Decidió no forzar la situación. Exhaló una bocanada de aire caliente y frustrado, le acarició el cabello y dijo con voz ronca:
—Buenas noches, descansa bien.
Renata asintió levemente.
Pensó que él se daría la vuelta y se iría, pero, al instante siguiente, él la tomó en brazos y caminó hacia la cama. La acostó con cuidado y, en un gesto de consideración, la arropó con la manta ligera.
—Abrígate bien esta noche, si te da frío te sentirás peor.
Las pestañas de Renata temblaron y sus pálidos dedos se aferraron a las sábanas bajo su cuerpo...
—Si necesitas algo, llámame. Voy al estudio a trabajar un rato —dijo Enrique, acariciándole la mejilla una última vez antes de salir.

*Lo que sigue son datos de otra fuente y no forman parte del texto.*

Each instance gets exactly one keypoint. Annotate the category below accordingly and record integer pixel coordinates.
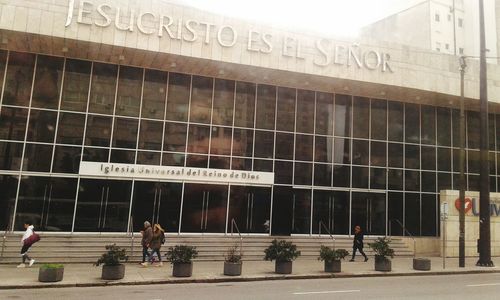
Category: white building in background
(448, 26)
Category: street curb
(244, 279)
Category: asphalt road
(480, 286)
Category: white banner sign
(175, 173)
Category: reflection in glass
(47, 202)
(98, 131)
(37, 158)
(301, 222)
(154, 94)
(361, 125)
(125, 133)
(266, 106)
(179, 86)
(342, 115)
(13, 123)
(10, 156)
(67, 159)
(47, 82)
(122, 156)
(283, 172)
(305, 111)
(128, 99)
(103, 205)
(379, 119)
(223, 102)
(42, 126)
(412, 123)
(284, 146)
(303, 174)
(102, 94)
(150, 135)
(201, 100)
(148, 158)
(198, 139)
(244, 105)
(220, 142)
(395, 118)
(286, 109)
(243, 142)
(70, 128)
(19, 79)
(303, 147)
(175, 137)
(76, 85)
(8, 186)
(324, 113)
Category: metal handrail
(233, 224)
(331, 236)
(404, 230)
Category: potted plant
(332, 258)
(232, 262)
(50, 272)
(284, 252)
(180, 256)
(382, 252)
(112, 268)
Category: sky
(326, 17)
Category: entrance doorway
(204, 208)
(250, 208)
(368, 211)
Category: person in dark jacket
(156, 242)
(147, 236)
(357, 243)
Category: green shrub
(113, 257)
(181, 254)
(328, 254)
(381, 247)
(281, 251)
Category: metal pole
(461, 239)
(484, 192)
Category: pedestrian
(156, 242)
(357, 243)
(147, 235)
(26, 245)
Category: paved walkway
(135, 274)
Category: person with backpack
(28, 239)
(156, 242)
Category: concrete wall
(43, 23)
(450, 228)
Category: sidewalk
(87, 275)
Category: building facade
(116, 112)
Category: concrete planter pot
(422, 264)
(383, 264)
(333, 266)
(182, 269)
(232, 269)
(113, 272)
(50, 274)
(283, 267)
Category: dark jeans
(145, 253)
(24, 253)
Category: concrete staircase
(86, 248)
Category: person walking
(156, 242)
(26, 245)
(147, 235)
(357, 243)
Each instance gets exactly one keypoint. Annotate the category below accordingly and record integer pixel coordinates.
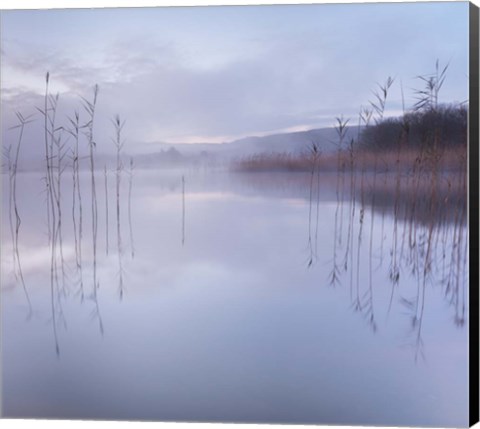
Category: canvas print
(252, 214)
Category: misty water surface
(221, 318)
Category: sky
(215, 74)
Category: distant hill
(212, 153)
(296, 142)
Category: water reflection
(241, 270)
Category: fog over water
(232, 325)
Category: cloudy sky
(213, 74)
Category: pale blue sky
(216, 73)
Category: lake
(235, 298)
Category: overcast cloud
(213, 74)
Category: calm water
(223, 319)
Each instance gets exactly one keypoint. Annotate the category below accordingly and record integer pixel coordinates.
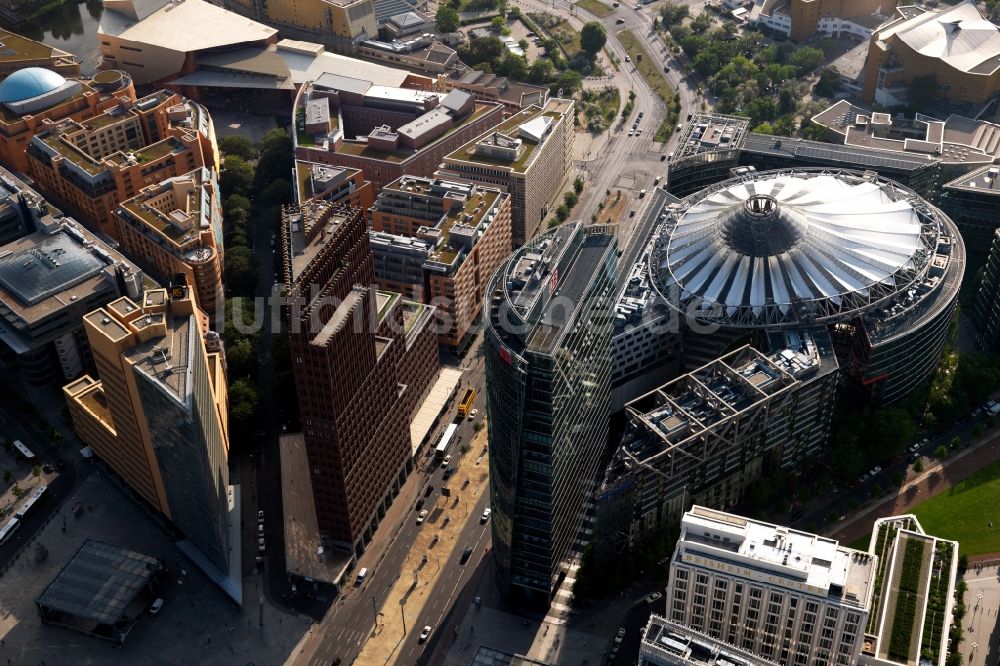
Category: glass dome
(27, 83)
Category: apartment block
(385, 131)
(911, 610)
(705, 436)
(362, 359)
(439, 242)
(51, 275)
(157, 416)
(789, 596)
(90, 166)
(176, 227)
(548, 373)
(31, 96)
(528, 156)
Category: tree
(447, 19)
(829, 82)
(236, 177)
(237, 145)
(592, 38)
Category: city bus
(33, 498)
(442, 446)
(465, 406)
(25, 451)
(8, 529)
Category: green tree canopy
(593, 37)
(447, 19)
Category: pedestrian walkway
(937, 477)
(435, 545)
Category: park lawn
(654, 78)
(962, 512)
(594, 7)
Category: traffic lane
(448, 589)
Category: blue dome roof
(27, 83)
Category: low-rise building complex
(528, 156)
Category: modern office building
(986, 310)
(175, 227)
(548, 367)
(386, 132)
(911, 610)
(33, 95)
(707, 435)
(439, 242)
(154, 40)
(363, 359)
(92, 165)
(801, 19)
(157, 416)
(955, 44)
(341, 185)
(20, 52)
(528, 156)
(972, 201)
(749, 254)
(666, 643)
(50, 277)
(789, 596)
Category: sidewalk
(937, 477)
(417, 579)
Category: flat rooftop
(783, 556)
(662, 639)
(100, 582)
(165, 358)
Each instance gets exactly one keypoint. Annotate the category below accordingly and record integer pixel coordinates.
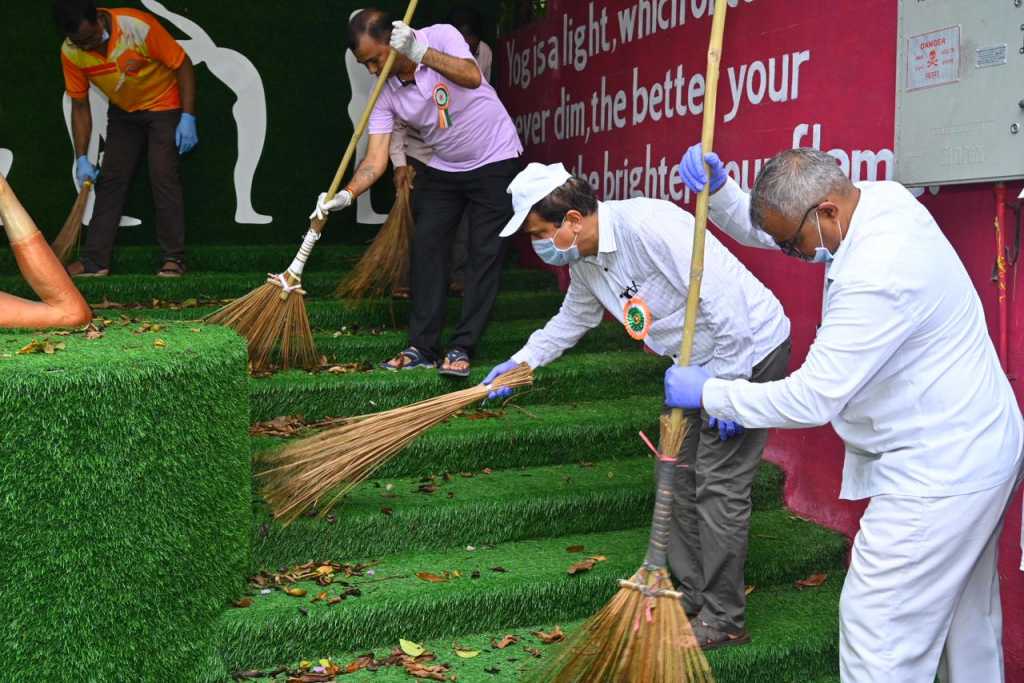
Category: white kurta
(644, 251)
(904, 370)
(902, 365)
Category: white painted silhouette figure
(361, 83)
(97, 105)
(239, 74)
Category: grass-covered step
(486, 589)
(500, 340)
(429, 513)
(576, 377)
(334, 314)
(207, 286)
(225, 258)
(795, 636)
(124, 500)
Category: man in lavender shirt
(437, 89)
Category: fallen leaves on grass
(505, 642)
(586, 565)
(813, 581)
(549, 638)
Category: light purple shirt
(481, 131)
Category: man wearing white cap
(632, 258)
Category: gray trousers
(711, 511)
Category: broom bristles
(338, 459)
(71, 232)
(385, 263)
(267, 321)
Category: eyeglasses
(788, 247)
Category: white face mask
(821, 254)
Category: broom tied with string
(70, 236)
(321, 469)
(642, 635)
(272, 317)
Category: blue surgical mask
(549, 252)
(821, 254)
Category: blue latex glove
(692, 173)
(726, 428)
(185, 136)
(683, 386)
(502, 392)
(84, 170)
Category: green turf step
(395, 515)
(331, 314)
(576, 377)
(795, 635)
(208, 285)
(225, 258)
(500, 340)
(535, 587)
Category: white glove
(342, 200)
(403, 40)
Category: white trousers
(923, 594)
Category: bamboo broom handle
(700, 222)
(360, 127)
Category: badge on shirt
(637, 318)
(442, 99)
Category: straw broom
(642, 635)
(338, 459)
(273, 315)
(70, 236)
(385, 264)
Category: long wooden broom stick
(268, 315)
(71, 233)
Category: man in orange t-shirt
(150, 82)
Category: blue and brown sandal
(456, 356)
(411, 358)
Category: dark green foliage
(124, 503)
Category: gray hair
(794, 181)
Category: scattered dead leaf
(505, 642)
(549, 638)
(813, 581)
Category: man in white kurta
(904, 370)
(632, 259)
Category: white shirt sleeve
(397, 147)
(729, 208)
(723, 306)
(580, 312)
(864, 327)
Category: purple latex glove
(726, 428)
(692, 173)
(683, 386)
(501, 392)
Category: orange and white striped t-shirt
(137, 72)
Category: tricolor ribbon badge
(442, 99)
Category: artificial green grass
(576, 377)
(206, 286)
(795, 635)
(124, 502)
(397, 515)
(500, 340)
(226, 259)
(334, 314)
(534, 588)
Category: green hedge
(124, 502)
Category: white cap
(532, 184)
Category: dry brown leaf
(432, 578)
(549, 638)
(813, 581)
(505, 642)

La puerta se cerró suavemente.
Solo entonces Renata volvió a respirar con normalidad.
Tras recuperar la compostura, se llevó una mano al pecho y miró hacia la puerta. Los bordes de sus ojos se tornaron escarlatas... el inconfundible color de la desolación.
Tenía que admitirlo, ese hombre sabía jugar sus cartas a la perfección. ¡Pero un hombre incapaz de ser leal no valía la pena!
Y, de repente, un pensamiento la asaltó: al salir de allí, él seguro que no estaría como ella, necesitando tiempo para asimilar las cosas. Él simplemente se sacudiría la incomodidad, ¡y seguramente en ese mismo instante ya estaba pensando en Ximena!
¡Siempre había sido así de calculador y frío!
...
Mientras tanto, en el estudio.
Enrique estaba sentado en su silla, fumando. El humo denso y gris envolvía su apuesto rostro, dándole un aire misterioso y sumamente atractivo.
Efectivamente, estaba pensando en Ximena, calculando cada detalle para asegurar que mañana consiguiera el cupo en el concurso sin un solo error.
¡Pero también estaba pensando en Renata!
Recordaba la frialdad que le acababa de mostrar, contrastando con sus gestos de vulnerabilidad momentos antes.
Era una contradicción total.
Pero al final, concluyó que si Renata se había sonrojado por él, entonces sin duda aún lo amaba. Solo tenía que esperar a que pasaran los días de su periodo. Una vez que volvieran a estar juntos íntimamente, ella sería incapaz de alejarse de él.
Enrique sonrió, apagó el cigarro y continuó trabajando.
Sin embargo, nunca se detuvo a pensar que, si ella realmente no le importara, ¿por qué le estaba dando tantas vueltas al asunto?